This is achieved by selecting business capabilities and sub-capabilities that can be migrated completely to the cloud while minimising dependencies on the on-premises estate. As opposed to simply migrating applications, migrating capabilities allows an accurate calculation of revenues that the migrated capabilities generate on the cloud.

As a result, businesses can track margin gains on the cloud. With margins in perspective, any cost increases not explained by corresponding revenue increases point to processing inefficiencies as applications struggle to support business volumes. Margins, revenues and costs should be tracked over a moving window of a few weeks. This is because, with optimised applications, costs may show step changes while revenues show more gradual trends. This happens when processing volumes cross specified thresholds causing applications to scale horizontally resulting in step changes in cloud resource utilisation.

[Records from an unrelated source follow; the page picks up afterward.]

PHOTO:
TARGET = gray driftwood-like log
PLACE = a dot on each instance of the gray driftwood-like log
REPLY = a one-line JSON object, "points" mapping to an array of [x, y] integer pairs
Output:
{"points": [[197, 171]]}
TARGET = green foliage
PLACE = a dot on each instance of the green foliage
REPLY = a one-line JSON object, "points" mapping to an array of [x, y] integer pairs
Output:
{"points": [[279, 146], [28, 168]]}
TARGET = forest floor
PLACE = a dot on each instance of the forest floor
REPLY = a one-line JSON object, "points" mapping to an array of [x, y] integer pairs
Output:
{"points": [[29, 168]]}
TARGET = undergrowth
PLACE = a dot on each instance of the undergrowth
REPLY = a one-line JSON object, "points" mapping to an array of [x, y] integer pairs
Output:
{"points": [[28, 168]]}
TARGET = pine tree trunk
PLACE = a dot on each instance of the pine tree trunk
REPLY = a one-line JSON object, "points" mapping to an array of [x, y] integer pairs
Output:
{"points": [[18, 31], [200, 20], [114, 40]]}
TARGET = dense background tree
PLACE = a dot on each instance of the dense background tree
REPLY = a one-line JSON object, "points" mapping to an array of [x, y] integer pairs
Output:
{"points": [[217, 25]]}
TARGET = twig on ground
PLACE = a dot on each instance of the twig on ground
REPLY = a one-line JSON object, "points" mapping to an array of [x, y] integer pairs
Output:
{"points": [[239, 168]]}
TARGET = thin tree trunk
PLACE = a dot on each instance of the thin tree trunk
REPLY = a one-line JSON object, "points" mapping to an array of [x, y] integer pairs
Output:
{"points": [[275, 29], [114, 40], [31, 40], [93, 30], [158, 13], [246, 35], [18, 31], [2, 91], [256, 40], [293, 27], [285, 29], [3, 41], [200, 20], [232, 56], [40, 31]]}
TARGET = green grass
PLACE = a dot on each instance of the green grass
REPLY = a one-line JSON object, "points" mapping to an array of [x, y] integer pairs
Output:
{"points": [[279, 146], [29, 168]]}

This principle also reignites the controversial conversation about the lift-and-shift migration approach. Most cloud practitioners dismiss this approach because it fails to leverage the benefits that cloud technologies offer. However, if lift-and-shift can be achieved conveniently and without incurring substantial costs, it may be exercised as an initial migration step. This can result in the following interim benefits,

The migrated system will start generating revenues on the cloud fairly quickly.
The organisation can decommission the on-premises estate for savings there.
Because of provisioning flexibility, the infrastructure supporting this system on the cloud can be right-sized to further reduce costs.
Coarse grained vertical and horizontal scaling can be exercised to accommodate increased business volumes if the original system design permits it. However, margin gains here may not be fully optimised.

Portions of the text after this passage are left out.